There's an old saying in poker, coined by the inimitable Kenny Rogers, that you've got to know when to hold'em and know when to fold 'em. The old Texan was way ahead of his time when it comes to No Limit Hold'em poker strategy. Making successful laydowns at the poker table is as crucial a skill as any that you will ever learn. However, it's not easy to fold big hands pre-flop, even when the evidence that you are beat is overwhelming. After all, you might have been waiting all day to be dealt something good – but if you're behind it doesn't matter what has occurred before, you still need to let it go and lose the minimum.
So, how can you tell if you should fold a strong hand? There are many different elements that go into making the correct decision – and it's important to consider all of them. When you get dealt a strong hand like pocket Jacks or Ace-Queen, the immediate expectation is that you should play aggressively and give yourself the opportunity to win a big pot. This means opening with a raise, or putting in a re-raise (three-bet) if someone has opened before you. But what do you do when you face aggression by another player who raises again? It's completely dependent on the state of the game and who that opponent is. If, for example, you are in the early stages of a tournament there's a strong possibility that the player you're up against has a really strong hand. That's because, unlike later in the tournament where blinds and antes are much bigger, there is no real reason for them to go after you and get out of line. In this instance, you certainly shouldn't get carried away with your hand and look to get all-in before the flop. It would be much better just to call and get more information depending on what cards come on the flop, or even just to fold and wait for a better situation in a more important stage of the tournament.
The playing style of your opponent is also critical when deciding what move to make. In order to make accurate assumptions about what a player is doing you need to pay attention to how they are playing at the table - otherwise you are just left guessing. So, let's say that you have labelled a player as a tight rock who only ever plays aggressively with Aces and Kings.
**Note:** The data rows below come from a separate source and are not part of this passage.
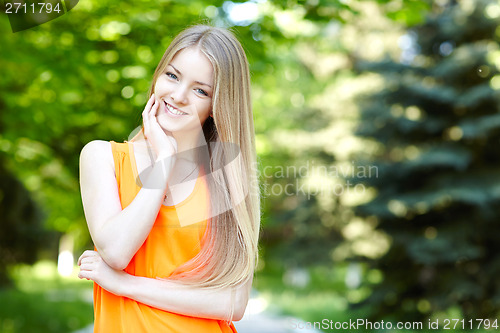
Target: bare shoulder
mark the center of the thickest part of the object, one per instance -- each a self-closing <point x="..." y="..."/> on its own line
<point x="97" y="152"/>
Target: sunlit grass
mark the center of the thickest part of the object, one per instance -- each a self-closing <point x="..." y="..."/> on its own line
<point x="45" y="302"/>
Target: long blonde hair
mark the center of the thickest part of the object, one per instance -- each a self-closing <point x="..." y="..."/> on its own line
<point x="229" y="251"/>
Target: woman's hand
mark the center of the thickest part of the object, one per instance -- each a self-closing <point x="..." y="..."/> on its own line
<point x="164" y="145"/>
<point x="93" y="267"/>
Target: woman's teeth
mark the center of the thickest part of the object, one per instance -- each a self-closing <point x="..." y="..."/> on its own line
<point x="174" y="111"/>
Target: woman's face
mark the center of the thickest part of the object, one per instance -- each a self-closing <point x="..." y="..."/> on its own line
<point x="184" y="92"/>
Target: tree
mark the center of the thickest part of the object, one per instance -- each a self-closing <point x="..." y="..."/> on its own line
<point x="437" y="125"/>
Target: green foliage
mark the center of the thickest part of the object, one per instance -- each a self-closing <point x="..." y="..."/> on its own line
<point x="22" y="233"/>
<point x="42" y="302"/>
<point x="438" y="195"/>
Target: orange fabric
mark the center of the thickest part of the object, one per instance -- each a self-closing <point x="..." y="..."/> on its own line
<point x="168" y="246"/>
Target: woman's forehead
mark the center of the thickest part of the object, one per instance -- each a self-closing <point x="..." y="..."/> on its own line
<point x="194" y="64"/>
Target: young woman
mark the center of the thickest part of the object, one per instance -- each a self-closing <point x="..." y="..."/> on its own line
<point x="174" y="213"/>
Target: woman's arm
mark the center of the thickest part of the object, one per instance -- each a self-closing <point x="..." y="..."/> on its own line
<point x="166" y="294"/>
<point x="118" y="234"/>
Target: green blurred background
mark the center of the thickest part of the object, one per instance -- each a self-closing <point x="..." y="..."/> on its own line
<point x="378" y="135"/>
In this instance, suddenly pocket Jacks or Ace-Queen don't look so attractive anymore! Instead, you should consider just folding. The situation becomes vague when you are up against an opponent who is aggressive both with and without strong hands (these guys are also known as good players!). Now, you should be more inclined not to fold your strong hand because you are aware the opponent might be trying to trying to run over you. Finally, if your opponent is very loose and aggressive all of the time you should never consider folding a strong hand pre-flop because the chances that you are ahead are so high. This is due to the large possibility that your opponent will be bluffing. When considering whether to make a laydown – or just to slow down – with a strong hand pre-flop consider your opponent and consider the situation of the game that you are in. These two things should help you come out with an accurate answer of which move to make.
Poker is such a unique game that there is no way to be correct every single time, especially when you are making such complicated decisions. Sometimes you will fold a big hand and be shown a bluff. However, as long as you are weighing up all of the evidence in front of you, having the ability to make big laydowns pre-flop can be very profitable in the long-term.